A Theology of Nonsense by Gabelman Josephine;Milbank John;

A Theology of Nonsense by Gabelman Josephine;Milbank John;

Author:Gabelman, Josephine;Milbank, John; [Gabelman, Josephine]
Language: eng
Format: epub
Tags: Religion, General
ISBN: 9781532601897
Publisher: Wipf and Stock Publishers
Published: 2016-09-08T07:00:00+00:00


Constructive Disturbance

Behold the kingdom of God is in the midst of you

Luke 17:21

When we think of political anarchy, we tend to imagine an ideology that breaks, defies, or deconstructs, and would not normally perhaps conceive of a restorative or reconstructive dimension to anarchy. While it is clear that the type of sociopolitical disturbance discussed above is indeed a vital anarchic component, Berdyaev advances the idea that Christian anarchy also transforms and restores the world it has deconstructed. “The new aeon,” he observes, “does not simply belong to the other world, to the other side of the grave, it is not something entirely different. It is also our world enlightened and transfigured and which has become creatively free.”440 Although this might appear to be an unlikely aspect of anarchy, Marshall has indicated that anarchy is not simply the moment of defiance, but the ongoing “condition of a people living.” Anarchy does break, but for Berdyaev it is in order to rebuild; it is defiant, but so that it can reclaim; it intentionally unsettles, but always with the desire to transform.
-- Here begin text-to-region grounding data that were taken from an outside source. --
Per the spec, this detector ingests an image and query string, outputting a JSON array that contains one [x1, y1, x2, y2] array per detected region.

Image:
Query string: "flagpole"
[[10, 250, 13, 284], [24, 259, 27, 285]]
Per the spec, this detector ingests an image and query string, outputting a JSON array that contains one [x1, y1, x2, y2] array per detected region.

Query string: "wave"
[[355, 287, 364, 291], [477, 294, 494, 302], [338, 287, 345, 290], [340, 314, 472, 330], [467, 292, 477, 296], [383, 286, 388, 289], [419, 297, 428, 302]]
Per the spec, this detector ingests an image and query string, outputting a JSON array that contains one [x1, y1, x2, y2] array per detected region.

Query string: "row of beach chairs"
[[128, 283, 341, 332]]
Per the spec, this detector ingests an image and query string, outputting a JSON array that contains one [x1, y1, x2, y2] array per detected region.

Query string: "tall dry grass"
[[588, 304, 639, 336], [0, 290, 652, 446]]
This process of disturbing in order to recreate has something in common with Tolkien’s description of fairy-tales, which he believes follows the pattern of “escape, recovery and consolation.”441 In her essay, “Apologetics and the Imagination: Making Strange” Alison Milbank discusses the first two aspects of Tolkien’s three-fold definition, explaining: “Escape speaks to our desire to burst the limits of our ordinary experience. [. . .] The second function, recovery, returns us to our own world but seen in a new way.”442 This pattern of disturbing the ordinary in order to accomplish its creative re-vision, as we will see, is a close echo of Berdyaev’s account of Christian anarchy, which, having “burst the limits” of the conventional, then seeks to restore and reveal the holy within the everyday.
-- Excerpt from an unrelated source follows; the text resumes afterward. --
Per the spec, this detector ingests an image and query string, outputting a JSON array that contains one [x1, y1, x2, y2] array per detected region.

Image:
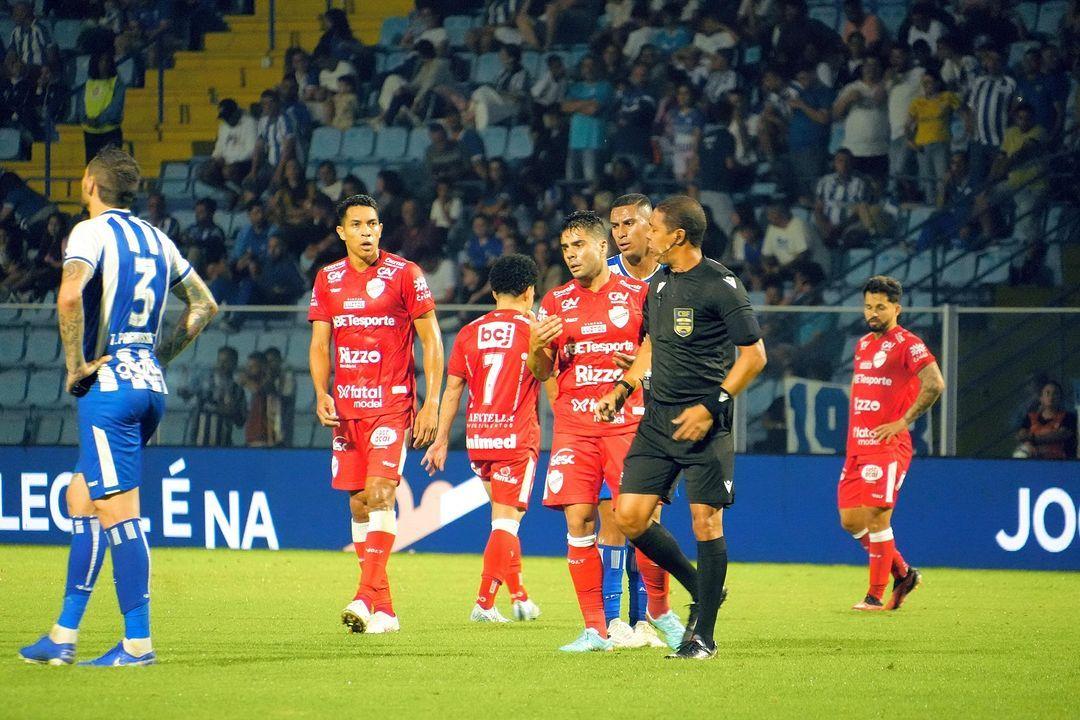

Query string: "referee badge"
[[674, 308, 694, 337]]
Tolkien’s model—in particular the aspect of recovery—can also help to convey the effect of the end of the Alice stories upon the reader’s imagination. We have discussed how the Alice narratives both culminate in revolt. Without wanting to undercut this violent climax it would be misleading to leave the discussion there, since in neither book is the end of Alice’s adventures the close of the story. The aim of recovery, Tolkien concludes, is to free the mundane “from the drab blur of triteness or familiarity.”443 In a similar way, Carroll closes both stories by appealing to dream and memory, which, as before, disturbs the world of sense, but this time in order to awaken an appreciation of the marvelous within the commonplace, rather than simply overturning or undermining its governing principles. We might allude to Coleridge’s description of Wordsworth’s poetry as representative of literature’s transformative potential, and endeavor to find out if Carroll’s nonsense has the same ability: “to give the charm of novelty to things of every day, and to excite a feeling analogous to the supernatural.”444

In the first book, Alice wakes from the dream-world and relays the dream to her sister. This affects the sister’s experience of the real world, which becomes oddly enchanted by Alice’s tale.